Des savoir-faire reconnus

Dix ans plus tard, en 1981, sa nouvelle résidence a été déclarée parc national maritime, et des restrictions lui ont été imposées en matière de pêche et d’utilisation des ressources naturelles. Les autorités percevaient alors ces activités traditionnelles comme une menace pour l’environnement (depuis, des études ont réfuté cette thèse). Le tourisme a en outre commencé à se développer à cette époque, mettant les Moken en contact avec un univers qui leur était jusque-là demeuré largement inconnu. «Les snacks, les pâtes toutes prêtes et le lait condensé sont devenus des aliments très appréciés, et le paracétamol un médicament courant», affirme la Dr Narumon.  Une fois de plus, leur mode de vie et leur culture se sont trouvés menacés.  Le problème a été décuplé par le fait que les Moken ne sont pas reconnus comme citoyens thaïlandais, et n’ont donc le droit ni de posséder des terres, ni de fréquenter les écoles publiques.  


© Unesco/Narumon Hinshiranan

Une jeune Moken ramasse des vers de sable à marée basse. 

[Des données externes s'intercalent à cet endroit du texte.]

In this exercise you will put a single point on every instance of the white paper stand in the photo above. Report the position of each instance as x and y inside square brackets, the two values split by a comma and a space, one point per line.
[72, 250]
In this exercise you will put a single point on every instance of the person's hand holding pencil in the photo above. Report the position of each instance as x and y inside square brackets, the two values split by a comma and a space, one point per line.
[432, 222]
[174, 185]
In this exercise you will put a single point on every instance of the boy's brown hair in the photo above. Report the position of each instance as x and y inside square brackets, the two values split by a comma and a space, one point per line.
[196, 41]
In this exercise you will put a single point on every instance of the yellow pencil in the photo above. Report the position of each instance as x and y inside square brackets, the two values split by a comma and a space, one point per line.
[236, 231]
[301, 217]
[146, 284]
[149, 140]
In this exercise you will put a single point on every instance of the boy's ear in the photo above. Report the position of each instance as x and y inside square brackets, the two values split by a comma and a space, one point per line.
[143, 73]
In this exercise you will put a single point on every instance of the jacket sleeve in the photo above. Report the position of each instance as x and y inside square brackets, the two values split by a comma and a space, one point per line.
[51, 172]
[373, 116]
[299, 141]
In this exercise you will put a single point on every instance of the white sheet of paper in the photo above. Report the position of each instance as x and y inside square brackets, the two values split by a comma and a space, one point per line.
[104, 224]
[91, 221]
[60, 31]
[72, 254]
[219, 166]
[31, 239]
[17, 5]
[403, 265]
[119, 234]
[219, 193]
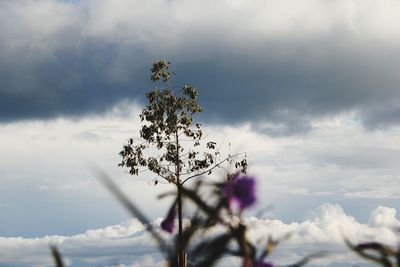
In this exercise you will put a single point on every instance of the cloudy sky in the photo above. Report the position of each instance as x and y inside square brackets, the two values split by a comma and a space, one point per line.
[308, 88]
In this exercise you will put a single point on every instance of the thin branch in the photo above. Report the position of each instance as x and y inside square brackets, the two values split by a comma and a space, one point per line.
[135, 211]
[210, 169]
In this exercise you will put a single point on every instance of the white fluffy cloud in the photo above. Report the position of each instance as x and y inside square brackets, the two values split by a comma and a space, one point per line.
[322, 230]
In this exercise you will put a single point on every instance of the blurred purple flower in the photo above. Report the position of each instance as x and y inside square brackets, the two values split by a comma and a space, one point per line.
[240, 189]
[168, 224]
[261, 263]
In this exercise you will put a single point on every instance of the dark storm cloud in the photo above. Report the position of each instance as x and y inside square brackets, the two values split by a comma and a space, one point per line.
[277, 65]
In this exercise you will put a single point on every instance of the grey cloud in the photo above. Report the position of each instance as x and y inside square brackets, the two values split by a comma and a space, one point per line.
[270, 63]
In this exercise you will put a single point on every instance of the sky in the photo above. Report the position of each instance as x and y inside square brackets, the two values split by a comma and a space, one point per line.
[308, 89]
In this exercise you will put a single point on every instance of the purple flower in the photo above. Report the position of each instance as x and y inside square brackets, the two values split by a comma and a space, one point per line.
[240, 189]
[168, 224]
[261, 263]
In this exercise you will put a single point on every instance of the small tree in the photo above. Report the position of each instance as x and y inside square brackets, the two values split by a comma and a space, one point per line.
[168, 131]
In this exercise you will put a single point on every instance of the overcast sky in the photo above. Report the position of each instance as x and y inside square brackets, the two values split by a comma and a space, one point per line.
[308, 88]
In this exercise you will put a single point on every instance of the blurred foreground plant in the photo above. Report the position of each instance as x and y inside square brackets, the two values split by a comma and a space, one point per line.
[222, 209]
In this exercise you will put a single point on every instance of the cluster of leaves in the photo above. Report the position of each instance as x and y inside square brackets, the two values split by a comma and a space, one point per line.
[168, 127]
[183, 154]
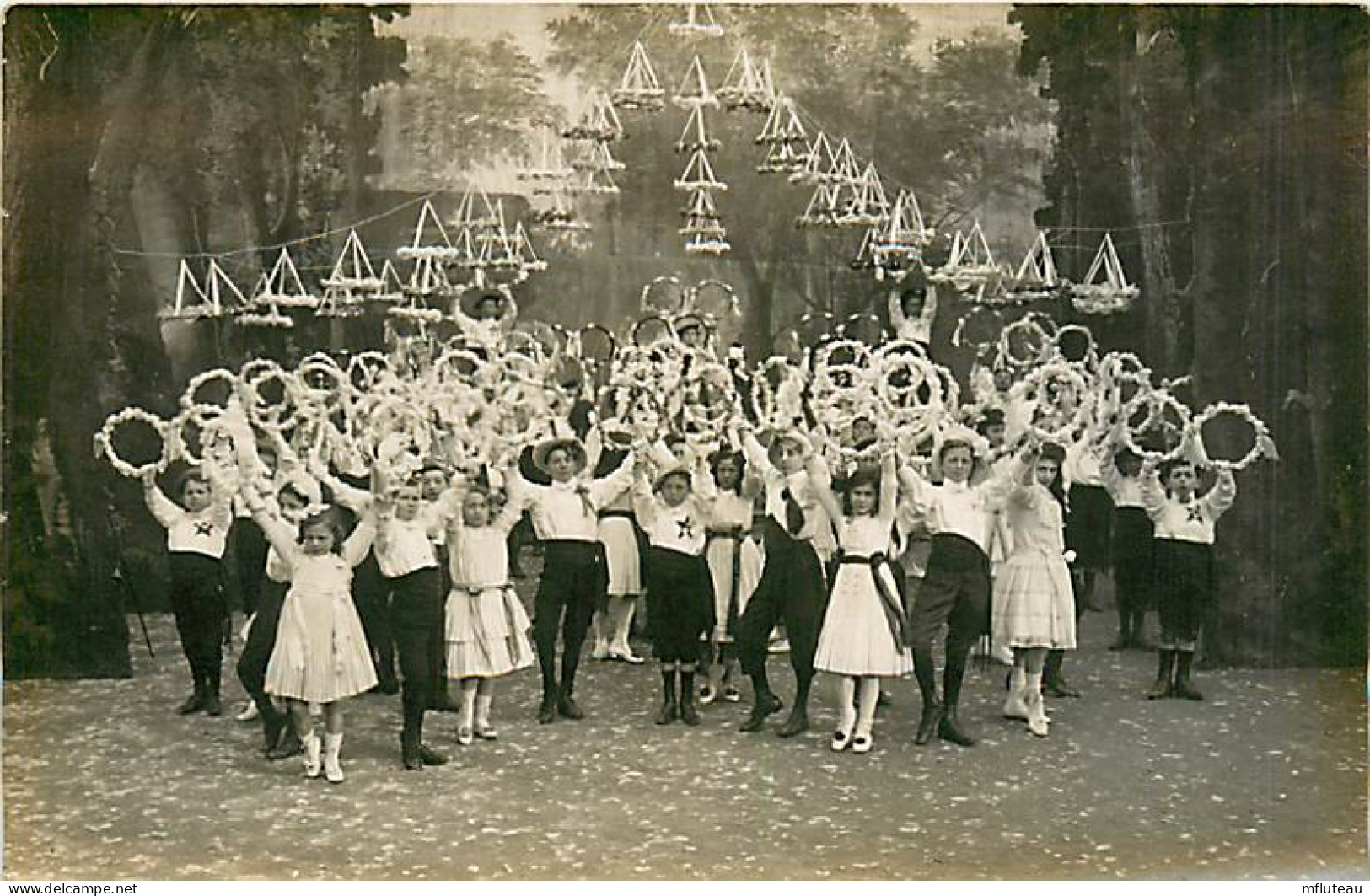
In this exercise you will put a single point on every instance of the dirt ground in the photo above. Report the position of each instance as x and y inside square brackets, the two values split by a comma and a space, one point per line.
[1266, 779]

En 1997, l’UNESCO a lancé le Projet pilote d’Andaman, chargé de trouver des moyens d’intégrer les savoirs traditionnels des Moken au développement durable de la région, à la protection de son environnement et à la préservation du patrimoine culturel qui leur est propre.  Une première phase du projet a inclus une recherche approfondie sur les connaissances et les pratiques traditionnelles des Moken, et sur l’histoire de leur migration et installation.  La phase actuelle consiste en des recoupements entre ces connaissances et les résultats d’études régionales dans le domaine des sciences de la mer, afin de mieux comprendre l’écologie locale.  Les effets des activités touristiques sur l’envi-ronnement sont également en voie d’évaluation, et l’on s’intéresse au rôle que les Moken pourraient jouer dans le développement du tourisme.

Une telle participation et la reconnaissance de leurs savoir-faire et culture per-mettront à leur tour aux Moken, espère-t-on, de mieux contrôler l’évolution provoquée par leurs contacts avec le monde moderne, et d’améliorer leur niveau de vie tout en conser-vant leur mode d’existence traditionnel.

On en sait désormais suffisamment sur les communautés indigènes, regroupant aujourd’hui environ 5 000 personnes, pour que les autorités du Parc soient convaincues de la nécessité de leur conserver un rôle prépondérant dans les îles Surin (que le gouvernement thaïlandais aimerait voir inscrire au patrimoine mondial de l’UNESCO), en attendant qu’elles soient un jour formellement associées à la conservation de la région.  Cette reconnaissance n’est qu’un premier pas vers un objectif beaucoup plus important, mais, selon la Dr Narumon, il est crucial.